Correlation among remaining dietary antioxidant features after removing highly correlated ones.
Table 1 presents a detailed evaluation of five ML models—RPART, RF, K–KNN, NB, and LightGBM—assessed on several performance metrics including sensitivity (Supplementary Fig. 4), specificity (Supplementary Fig. 5), F-beta score (Supplementary Fig. 6), accuracy (Supplementary Fig. 7), classification error rate (Supplementary Fig. 8), area under the ROC curve (Fig. 3), and area under the PR curve (Fig. 4). Among the models, LightGBM stands out with the highest accuracy at 87.9 %, indicating its ability to correctly classify most instances. It also shows the lowest classification error rate of 12.1 %, making it the most effective in reducing misclassifications. LightGBM further achieves the highest values in both area under the ROC curve (0.951) and the PR curve (0.930), highlighting its superior ability to distinguish between classes and perform well under varying precision-recall conditions. The Random Forest model closely follows with an accuracy of 87.6 % and a similarly strong performance in the ROC (0.949) and PR curves (0.925). Both LightGBM and RF exhibit balanced sensitivity and specificity, with values close to 88 % for LightGBM, making them highly reliable for the task. In contrast, Naïve Bayes shows the weakest performance, with the lowest accuracy of 65.0 % and a classification error rate of 35.0 %. Its specificity is notably low (47.9 %), indicating that it struggles to correctly identify negative cases, despite its reasonable sensitivity (87.6 %).
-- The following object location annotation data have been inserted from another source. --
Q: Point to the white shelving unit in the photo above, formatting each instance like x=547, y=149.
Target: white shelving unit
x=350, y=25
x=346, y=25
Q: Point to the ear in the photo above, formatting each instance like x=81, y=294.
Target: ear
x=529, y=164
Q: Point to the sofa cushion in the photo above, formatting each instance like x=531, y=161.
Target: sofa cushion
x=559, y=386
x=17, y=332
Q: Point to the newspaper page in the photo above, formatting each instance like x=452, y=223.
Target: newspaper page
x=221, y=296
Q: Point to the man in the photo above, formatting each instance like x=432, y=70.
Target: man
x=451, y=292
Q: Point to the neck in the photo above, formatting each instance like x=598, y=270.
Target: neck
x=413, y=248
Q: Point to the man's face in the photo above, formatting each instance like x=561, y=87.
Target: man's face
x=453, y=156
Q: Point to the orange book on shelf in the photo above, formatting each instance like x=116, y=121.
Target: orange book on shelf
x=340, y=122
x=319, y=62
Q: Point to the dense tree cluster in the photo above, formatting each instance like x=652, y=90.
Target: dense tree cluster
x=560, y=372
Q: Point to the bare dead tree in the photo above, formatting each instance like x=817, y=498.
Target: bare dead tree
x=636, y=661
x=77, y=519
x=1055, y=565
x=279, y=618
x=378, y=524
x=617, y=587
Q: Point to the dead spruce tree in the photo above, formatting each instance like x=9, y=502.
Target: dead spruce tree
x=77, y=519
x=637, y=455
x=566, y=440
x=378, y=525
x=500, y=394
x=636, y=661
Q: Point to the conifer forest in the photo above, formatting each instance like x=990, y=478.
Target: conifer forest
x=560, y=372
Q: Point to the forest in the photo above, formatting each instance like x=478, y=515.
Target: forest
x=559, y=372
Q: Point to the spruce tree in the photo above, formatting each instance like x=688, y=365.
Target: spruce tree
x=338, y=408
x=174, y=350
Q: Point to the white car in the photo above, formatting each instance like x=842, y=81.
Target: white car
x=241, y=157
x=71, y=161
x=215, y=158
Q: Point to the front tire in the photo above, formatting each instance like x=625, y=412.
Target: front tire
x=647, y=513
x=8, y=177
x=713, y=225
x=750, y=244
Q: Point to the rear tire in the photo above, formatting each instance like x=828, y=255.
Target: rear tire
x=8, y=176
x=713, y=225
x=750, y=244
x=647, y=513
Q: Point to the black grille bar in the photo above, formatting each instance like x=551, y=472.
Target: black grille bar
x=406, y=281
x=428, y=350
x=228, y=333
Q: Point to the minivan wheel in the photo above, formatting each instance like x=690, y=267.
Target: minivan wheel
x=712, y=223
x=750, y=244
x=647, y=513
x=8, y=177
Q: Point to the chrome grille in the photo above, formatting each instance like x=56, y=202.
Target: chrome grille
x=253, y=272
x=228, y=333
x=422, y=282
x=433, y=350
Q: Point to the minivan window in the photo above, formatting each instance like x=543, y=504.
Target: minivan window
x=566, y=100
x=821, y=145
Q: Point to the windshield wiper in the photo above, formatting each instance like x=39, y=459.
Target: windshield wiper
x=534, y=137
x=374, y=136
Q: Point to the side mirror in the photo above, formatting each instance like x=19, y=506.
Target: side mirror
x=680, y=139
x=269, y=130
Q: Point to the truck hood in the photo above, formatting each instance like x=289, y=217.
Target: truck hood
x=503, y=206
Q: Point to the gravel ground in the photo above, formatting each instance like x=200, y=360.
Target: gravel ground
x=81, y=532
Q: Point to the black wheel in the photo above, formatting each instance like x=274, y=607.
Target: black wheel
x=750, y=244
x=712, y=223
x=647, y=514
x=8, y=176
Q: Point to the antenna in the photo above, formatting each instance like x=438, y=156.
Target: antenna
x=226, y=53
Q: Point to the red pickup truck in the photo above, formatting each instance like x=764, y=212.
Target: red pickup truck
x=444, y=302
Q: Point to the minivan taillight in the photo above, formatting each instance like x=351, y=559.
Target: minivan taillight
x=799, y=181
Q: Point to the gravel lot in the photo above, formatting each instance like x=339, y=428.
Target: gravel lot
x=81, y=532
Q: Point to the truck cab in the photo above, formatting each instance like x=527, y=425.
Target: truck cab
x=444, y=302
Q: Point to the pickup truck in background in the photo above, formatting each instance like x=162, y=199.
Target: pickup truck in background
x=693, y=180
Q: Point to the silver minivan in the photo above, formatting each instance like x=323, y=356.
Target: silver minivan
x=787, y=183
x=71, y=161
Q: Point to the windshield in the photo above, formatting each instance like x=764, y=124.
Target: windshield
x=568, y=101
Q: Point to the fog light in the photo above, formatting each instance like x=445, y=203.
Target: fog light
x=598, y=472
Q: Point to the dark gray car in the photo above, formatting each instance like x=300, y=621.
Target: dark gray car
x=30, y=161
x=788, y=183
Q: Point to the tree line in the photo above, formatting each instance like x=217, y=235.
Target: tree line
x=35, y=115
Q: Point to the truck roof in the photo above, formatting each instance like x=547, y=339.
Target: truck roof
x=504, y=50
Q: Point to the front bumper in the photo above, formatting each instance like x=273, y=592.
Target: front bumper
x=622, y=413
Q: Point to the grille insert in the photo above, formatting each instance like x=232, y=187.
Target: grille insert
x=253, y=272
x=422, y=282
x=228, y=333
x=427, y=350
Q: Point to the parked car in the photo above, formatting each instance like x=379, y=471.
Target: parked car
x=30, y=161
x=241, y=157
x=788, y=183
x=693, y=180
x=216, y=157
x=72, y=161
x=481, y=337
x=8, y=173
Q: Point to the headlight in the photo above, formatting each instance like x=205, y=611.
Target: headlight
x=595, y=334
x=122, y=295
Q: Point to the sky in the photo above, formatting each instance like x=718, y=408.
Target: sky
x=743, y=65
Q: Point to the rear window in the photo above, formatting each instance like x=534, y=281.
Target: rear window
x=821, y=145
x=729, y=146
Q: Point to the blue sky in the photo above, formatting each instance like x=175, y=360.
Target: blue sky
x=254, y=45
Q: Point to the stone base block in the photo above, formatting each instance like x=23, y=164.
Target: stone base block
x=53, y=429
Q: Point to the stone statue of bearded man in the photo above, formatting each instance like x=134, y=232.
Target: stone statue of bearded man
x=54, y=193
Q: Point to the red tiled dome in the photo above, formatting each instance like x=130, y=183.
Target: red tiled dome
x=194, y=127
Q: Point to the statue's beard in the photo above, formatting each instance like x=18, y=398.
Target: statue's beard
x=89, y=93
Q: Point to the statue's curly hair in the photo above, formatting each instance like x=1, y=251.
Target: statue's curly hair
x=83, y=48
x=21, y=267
RPART and K–KNN offer moderate performance, with accuracies of 79.9 % and 80.9 %, respectively. However, K–KNN demonstrates higher sensitivity (88.3 %) compared to RPART (77.2 %), while RPART shows better specificity at 82.2 %. Furthermore, there are significant statistical differences in the metrics of the different models.
Fig. 3.
Receiver operating characteristic curves for the 5 machine learning models in predicting cardiovascular disease and cancer comorbidity. (A). Receiver operating characteristic curves. (B). Areas under the receiver operating characteristic curves.
Fig. 4.
Precision-recall curves for the 5 machine learning models in predicting cardiovascular disease and cancer comorbidity. (A) Precision-recall curves. (B) Areas under the precision-recall curves.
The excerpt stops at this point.